IAEA director general Rafael Mariano Gross said last month that his warnings about Iran's secretive activities "could never be conceived as a justification" for war. Mr Grossi has repeatedly said he cannot be sure that the Iranian nuclear programme is peaceful.

Opec+ meeting
Oil prices also rose on Wednesday as traders considered expectations of a supply increase from major producers next month.
"Crude futures trading has quietened since recent geopolitical spikes, with focus now shifting back to fundamentals, including a possible Opec+ output hike this weekend and concerns about oversupply later this year," Ms Kim said.
The Opec+ group is scheduled to meet on Sunday and the market is waiting to see if there will be another hike in August, similar to those agreed for May, June and July.
"Given that the Israel-Iran ceasefire continues to hold, focus has now turned back to the longer-running narratives of relatively weak global demand, and a market that remains over-supplied," said Michael Brown, senior research strategist at Pepperstone.
"On the latter front, recent reporting indicates that Opec+ are set to continue with plans to unwind all of the 2.2 million barrels per day voluntary cuts by the fourth quarter, as a war for market share, as opposed to a battle over price continues."
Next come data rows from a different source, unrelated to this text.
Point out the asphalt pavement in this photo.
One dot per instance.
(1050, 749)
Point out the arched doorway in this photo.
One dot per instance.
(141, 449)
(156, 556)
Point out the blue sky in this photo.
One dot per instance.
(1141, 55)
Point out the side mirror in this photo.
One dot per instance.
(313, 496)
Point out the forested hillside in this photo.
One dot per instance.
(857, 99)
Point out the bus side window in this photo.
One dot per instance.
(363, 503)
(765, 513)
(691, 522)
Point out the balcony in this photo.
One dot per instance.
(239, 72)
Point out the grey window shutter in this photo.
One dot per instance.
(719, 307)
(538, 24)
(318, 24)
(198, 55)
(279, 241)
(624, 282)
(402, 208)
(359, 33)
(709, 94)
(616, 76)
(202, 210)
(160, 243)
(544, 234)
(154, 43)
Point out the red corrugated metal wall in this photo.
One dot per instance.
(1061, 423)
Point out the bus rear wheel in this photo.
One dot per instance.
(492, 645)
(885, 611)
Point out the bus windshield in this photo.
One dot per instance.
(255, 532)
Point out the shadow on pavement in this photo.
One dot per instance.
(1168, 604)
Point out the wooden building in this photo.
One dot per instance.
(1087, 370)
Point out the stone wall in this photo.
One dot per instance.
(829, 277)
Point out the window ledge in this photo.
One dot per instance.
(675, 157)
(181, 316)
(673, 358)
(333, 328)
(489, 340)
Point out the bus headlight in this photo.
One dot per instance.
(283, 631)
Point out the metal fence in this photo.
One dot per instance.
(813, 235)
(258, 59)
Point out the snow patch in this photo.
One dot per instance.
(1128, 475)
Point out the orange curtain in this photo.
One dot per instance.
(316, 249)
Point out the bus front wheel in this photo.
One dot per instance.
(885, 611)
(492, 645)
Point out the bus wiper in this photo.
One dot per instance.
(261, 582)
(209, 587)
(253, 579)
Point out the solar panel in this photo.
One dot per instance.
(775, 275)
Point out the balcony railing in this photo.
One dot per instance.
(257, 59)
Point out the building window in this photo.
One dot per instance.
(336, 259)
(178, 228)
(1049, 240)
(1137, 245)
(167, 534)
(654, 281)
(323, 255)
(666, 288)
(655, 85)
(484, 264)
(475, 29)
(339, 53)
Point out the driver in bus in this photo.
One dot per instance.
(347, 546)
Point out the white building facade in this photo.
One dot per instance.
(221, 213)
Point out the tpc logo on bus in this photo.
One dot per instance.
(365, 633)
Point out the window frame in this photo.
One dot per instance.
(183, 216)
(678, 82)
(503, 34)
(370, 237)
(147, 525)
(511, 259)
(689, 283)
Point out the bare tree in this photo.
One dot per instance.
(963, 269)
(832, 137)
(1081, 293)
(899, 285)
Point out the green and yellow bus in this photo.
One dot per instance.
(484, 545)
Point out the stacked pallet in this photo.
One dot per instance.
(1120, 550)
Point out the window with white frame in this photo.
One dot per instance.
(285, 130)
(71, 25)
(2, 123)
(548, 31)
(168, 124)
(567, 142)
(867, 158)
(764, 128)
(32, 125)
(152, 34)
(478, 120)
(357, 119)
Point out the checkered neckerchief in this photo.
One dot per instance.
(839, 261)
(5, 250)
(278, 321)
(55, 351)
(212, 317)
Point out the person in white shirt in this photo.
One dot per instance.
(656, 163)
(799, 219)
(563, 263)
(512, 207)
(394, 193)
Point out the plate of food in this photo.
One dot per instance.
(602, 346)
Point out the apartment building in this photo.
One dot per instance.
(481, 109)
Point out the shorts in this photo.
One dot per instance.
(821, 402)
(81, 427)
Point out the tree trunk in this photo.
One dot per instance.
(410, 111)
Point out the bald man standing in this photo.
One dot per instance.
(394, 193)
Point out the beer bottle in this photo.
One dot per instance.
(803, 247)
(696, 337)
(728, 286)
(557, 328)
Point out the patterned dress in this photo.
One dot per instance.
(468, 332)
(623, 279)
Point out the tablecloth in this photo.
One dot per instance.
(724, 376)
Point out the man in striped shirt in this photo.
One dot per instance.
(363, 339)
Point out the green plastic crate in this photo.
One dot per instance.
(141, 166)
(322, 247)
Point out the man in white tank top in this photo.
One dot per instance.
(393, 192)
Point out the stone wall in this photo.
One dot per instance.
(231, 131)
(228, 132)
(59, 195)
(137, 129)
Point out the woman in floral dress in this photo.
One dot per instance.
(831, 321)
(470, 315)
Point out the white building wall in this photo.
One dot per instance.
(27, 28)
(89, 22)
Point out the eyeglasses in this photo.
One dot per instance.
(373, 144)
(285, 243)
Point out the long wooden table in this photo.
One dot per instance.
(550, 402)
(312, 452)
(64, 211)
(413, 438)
These output increases come as the US also seeks to increase production, with President Donald Trump continuing to call for "drill baby, drill!"
"Against that backdrop, and with geopolitical risk having now been entirely priced out, the balance of risks points towards further downside for crude benchmarks from here on in, particularly as global manufacturing shows few signs of staging a significant recovery for the time being," Mr Brown said.